断崖絶壁に見えた島の周りには放射状に人工の波止場がいくつも設けられていて、飛行機をつなぎとめるのに困らなかった。ただ、波止場から村に行くために崖越えから始まるのは堪えた。崖を越えなければ水を飲んで一休憩というわけにもいかない。天気が悪い日や風が強い日には島を出ることは不可能と思っておいたほうがよさそうだ。
経砂島はかつて天然の牢獄として使われていたこともあったらしい。百二十八年前に牢獄としての役割は終わったが、囚人たちはそのまま島に捨て置かれ、今の島民になったという。
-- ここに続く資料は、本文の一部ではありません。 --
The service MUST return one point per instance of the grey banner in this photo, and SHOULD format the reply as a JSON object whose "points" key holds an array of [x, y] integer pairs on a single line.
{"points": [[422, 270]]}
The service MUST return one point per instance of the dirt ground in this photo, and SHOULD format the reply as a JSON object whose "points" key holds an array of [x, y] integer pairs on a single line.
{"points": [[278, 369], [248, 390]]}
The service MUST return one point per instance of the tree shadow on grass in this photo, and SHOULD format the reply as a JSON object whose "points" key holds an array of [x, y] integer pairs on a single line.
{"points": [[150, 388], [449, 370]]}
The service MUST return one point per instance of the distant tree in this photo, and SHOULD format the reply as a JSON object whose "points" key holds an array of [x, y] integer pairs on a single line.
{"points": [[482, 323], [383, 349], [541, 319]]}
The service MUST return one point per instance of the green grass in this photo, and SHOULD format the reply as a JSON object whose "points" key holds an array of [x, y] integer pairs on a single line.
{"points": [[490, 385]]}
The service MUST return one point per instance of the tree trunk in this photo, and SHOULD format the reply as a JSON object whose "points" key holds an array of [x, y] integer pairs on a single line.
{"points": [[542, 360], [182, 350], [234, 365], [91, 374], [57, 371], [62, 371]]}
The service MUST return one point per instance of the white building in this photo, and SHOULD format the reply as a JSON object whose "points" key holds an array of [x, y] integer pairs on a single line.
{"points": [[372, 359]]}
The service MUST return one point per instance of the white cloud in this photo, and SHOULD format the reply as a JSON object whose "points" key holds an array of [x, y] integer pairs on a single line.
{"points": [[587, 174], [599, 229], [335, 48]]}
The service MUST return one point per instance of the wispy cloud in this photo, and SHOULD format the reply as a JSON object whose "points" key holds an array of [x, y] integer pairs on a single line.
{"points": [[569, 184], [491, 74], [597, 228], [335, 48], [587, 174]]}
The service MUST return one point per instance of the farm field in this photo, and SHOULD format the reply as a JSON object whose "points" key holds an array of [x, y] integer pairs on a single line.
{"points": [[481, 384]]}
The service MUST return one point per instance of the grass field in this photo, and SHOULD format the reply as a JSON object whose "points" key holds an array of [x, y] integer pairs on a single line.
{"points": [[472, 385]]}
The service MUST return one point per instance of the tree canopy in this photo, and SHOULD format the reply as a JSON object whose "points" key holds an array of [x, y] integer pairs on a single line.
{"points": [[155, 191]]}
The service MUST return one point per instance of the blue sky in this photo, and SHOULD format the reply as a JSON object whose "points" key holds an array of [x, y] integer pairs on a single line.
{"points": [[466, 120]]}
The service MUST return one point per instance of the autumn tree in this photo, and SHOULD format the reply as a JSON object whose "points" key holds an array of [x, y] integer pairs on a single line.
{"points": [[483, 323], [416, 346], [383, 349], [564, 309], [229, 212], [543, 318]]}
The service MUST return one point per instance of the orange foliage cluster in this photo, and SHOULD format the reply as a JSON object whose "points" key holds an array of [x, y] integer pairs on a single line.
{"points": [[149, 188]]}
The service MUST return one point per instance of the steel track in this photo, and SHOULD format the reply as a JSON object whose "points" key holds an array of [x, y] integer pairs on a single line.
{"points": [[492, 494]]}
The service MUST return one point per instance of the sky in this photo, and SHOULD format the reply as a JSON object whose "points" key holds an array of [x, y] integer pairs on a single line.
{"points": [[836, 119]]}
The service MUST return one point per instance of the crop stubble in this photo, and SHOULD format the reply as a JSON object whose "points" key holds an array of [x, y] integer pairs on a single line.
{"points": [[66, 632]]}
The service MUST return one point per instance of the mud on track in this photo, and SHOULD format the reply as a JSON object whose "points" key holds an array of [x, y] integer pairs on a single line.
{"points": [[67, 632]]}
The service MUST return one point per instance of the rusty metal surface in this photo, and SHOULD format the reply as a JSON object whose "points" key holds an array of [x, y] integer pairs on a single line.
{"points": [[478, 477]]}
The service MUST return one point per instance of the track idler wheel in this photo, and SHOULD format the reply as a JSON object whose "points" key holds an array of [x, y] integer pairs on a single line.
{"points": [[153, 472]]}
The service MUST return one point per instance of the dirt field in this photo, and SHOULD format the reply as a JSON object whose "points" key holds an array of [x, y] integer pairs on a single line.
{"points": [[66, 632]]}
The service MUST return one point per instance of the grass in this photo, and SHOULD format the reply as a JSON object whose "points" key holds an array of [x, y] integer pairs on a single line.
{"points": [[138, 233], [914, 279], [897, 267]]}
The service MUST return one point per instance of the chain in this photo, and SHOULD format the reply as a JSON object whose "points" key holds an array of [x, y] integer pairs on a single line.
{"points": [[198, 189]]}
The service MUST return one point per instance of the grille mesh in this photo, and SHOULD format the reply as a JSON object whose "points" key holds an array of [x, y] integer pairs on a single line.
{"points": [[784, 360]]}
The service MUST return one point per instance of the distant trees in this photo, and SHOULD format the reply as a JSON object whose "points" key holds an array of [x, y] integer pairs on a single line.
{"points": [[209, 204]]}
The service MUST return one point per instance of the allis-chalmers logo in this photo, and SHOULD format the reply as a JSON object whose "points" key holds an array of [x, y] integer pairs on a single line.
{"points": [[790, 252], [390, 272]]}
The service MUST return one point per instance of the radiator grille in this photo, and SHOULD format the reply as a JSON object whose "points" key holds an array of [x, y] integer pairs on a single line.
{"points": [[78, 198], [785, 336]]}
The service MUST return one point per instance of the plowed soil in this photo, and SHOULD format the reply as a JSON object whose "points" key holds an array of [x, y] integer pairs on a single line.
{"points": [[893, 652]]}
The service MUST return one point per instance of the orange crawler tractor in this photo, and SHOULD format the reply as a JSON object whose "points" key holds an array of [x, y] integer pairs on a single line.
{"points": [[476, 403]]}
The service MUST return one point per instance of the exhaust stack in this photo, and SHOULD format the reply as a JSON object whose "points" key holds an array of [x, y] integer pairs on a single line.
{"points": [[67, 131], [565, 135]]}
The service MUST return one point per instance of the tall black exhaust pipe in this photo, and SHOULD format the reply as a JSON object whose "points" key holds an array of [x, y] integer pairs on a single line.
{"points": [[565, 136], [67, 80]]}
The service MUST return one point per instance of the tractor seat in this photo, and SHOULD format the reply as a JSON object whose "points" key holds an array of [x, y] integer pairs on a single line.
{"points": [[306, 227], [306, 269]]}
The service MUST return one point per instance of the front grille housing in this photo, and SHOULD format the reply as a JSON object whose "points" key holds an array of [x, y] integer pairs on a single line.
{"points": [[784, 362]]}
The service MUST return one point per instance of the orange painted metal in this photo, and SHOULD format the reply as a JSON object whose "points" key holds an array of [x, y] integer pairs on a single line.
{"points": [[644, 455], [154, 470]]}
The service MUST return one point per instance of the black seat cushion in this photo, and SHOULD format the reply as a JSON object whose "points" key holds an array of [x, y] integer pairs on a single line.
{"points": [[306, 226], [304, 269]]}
……そうここの島民が話してくれたのだが、本当なのだろうか?
職人の住む島で、一筋縄ではいかない人が多い、と私は聞いていた。あの島民が言っていたのは侵入者を追い払うための嘘かもしれない。早く仲良くなれそうな島民をみつけなければ厄介そうだ。
島には通信にかかわるものが一切通っていないようだ。ここなら、あの騒動を知る者も、私の顔を知る者もいないだろう。今日は島にあった唯一の民宿に泊まった。